Verses 12–17

Here is, I. The report made to David of the abuse Nabal had given to his messengers (1 Sam. 25:12): They turned their way. They showed their displeasure, as became them to do, by breaking off abruptly from such a churl, but prudently governed themselves so well as not to render railing for railing, not to call him as he deserved, much less to take by force what ought of right to have been given them, but came and told David that he might do as he thought fit. Christ’s servants, when they are thus abused, must leave it to him to plead his own cause and wait till he appear in it. The servant showed his lord what affronts he had received, but did not return them, Luke 14:21.

II. David’s hasty resolution hereupon. He girded on his sword, and ordered his men to do so too, to the number of 400, 1 Sam. 25:13. And what he said we are told, 1 Sam. 25:21, 22. 1. He repented of the kindness he had done to Nabal, and looked upon it as thrown away upon him. He said, “surely in vain have I kept all that this fellow hath in the wilderness. I thought to oblige him and make him my friend, but I see it is to no purpose. He has no sense of gratitude, nor is he capable of receiving the impressions of a good turn, else he could not have used me thus. He hath requited me evil for good.” But, when we are thus requited, we should not repent of the good we have done, nor be backward to do good another time. God is kind to the evil and unthankful, and why may not we? 2. He determined to destroy Nabal and all that belonged to him, 1 Sam. 25:22. Here David did not act like himself. His resolution was bloody, to cut off all the males of Nabal’s house, and spare none, man nor man-child. The ratification of his resolution was passionate: So, and more also do to God (he was going to say to me, but that would better become Saul’s mouth, 1 Sam. 14:44; than David’s, and therefore he decently turns it off) to the enemies of David. Isa. this thy voice, O David? Can the man after God’s own heart speak thus unadvisedly with his lips? Has he been so long in the school of affliction, where he should have learned patience, and yet so passionate? Isa. this he who used to be dumb and deaf when he was reproached (Ps. 38:13), who but the other day spared him who sought his life, and yet now will not spare any thing that belongs to him who has only put an affront upon his messengers? He who at other times used to be calm and considerate is now put into such a heat by a few hard words that nothing will atone for them but the blood of a whole family. Lord, what is man! What are the best of men, when God leaves them to themselves, to try them, that they may know what is in their hearts? From Saul David expected injuries, and against those he was prepared and stood upon his guard, and so kept his temper; but from Nabal he expected kindness, and therefore the affront he gave him was a surprise to him, found him off his guard, and, by a sudden and unexpected attack, put him for the present into disorder. What need have we to pray, Lord, lead us not into temptation!

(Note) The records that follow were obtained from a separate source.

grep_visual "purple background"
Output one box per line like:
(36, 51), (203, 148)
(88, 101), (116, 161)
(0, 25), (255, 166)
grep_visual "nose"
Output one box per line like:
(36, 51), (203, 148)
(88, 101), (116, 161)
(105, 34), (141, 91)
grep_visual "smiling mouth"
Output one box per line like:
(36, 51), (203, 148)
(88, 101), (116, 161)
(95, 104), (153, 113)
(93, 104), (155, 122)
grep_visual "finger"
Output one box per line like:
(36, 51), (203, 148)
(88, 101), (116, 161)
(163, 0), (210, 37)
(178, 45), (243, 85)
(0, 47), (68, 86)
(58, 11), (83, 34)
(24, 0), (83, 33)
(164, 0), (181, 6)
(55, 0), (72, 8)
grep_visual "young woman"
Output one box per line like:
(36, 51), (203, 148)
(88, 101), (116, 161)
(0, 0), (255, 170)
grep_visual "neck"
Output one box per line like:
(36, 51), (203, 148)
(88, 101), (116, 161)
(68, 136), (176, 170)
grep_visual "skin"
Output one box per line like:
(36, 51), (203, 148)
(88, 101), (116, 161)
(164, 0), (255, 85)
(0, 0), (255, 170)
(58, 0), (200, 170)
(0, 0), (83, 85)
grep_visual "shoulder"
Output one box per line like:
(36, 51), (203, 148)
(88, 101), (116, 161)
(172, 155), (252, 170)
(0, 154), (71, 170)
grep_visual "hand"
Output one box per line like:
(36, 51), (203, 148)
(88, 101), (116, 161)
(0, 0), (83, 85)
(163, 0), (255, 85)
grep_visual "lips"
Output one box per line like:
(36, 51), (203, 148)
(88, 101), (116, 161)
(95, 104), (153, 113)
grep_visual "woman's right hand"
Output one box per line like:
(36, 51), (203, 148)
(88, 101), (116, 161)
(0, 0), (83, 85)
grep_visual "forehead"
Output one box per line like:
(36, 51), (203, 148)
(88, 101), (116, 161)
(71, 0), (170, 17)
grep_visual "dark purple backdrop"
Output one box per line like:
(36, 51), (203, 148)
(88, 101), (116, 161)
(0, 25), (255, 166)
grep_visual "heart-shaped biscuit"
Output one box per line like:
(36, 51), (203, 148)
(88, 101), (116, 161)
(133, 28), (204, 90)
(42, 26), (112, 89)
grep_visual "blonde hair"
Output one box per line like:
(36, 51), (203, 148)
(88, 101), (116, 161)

III. The account given of this matter to Abigail by one of the servants, who was more considerate than the rest, 1 Sam. 25:14. Had this servant spoken to Nabal, and shown him the danger he had exposed himself to by his own rudeness, he would have said, “Servants are now-a-days so saucy, and so apt to prescribe, that there is no enduring them,” and, it may be, would have turned him out of doors. But Abigail, being a woman of good understanding, took cognizance of the matter, even from her servant, who, 1. Did David justice in commending him and his men for their civility to Nabal’s shepherds, 1 Sam. 25:15, 16. “The men were very good to us, and, though they were themselves exposed, yet they protected us and were a wall unto us.” Those who do that which is good shall, one way or other, have the praise of the same. Nabal’s own servant will be a witness for David that he is a man of honour and conscience, whatever Nabal himself says of him. And, 2. He did Nabal no wrong in condemning him for his rudeness to David’s messengers: He railed on them (1 Sam. 25:14), he flew upon them (so the word is) with an intolerable rage; “for,” say they, “it is his usual practice, 1 Sam. 25:17. He is such a son of Belial, so very morose and intractable, that a man cannot speak to him but he flies into a passion immediately.” Abigail knew it too well herself. 3. He did Abigail and the whole family a kindness in making her sensible what was likely to be the consequence. He knew David so well that he had reason to think he would highly resent the affront, and perhaps had had information of David’s orders to his men to march that way; for he is very positive evil is determined against our master, and all his household, himself among the rest, would be involved in it. Therefore he desires his mistress to consider what was to be done for their common safety. They could not resist the force David would bring down upon them, nor had they time to send to Saul to protect them; something therefore must be done to pacify David.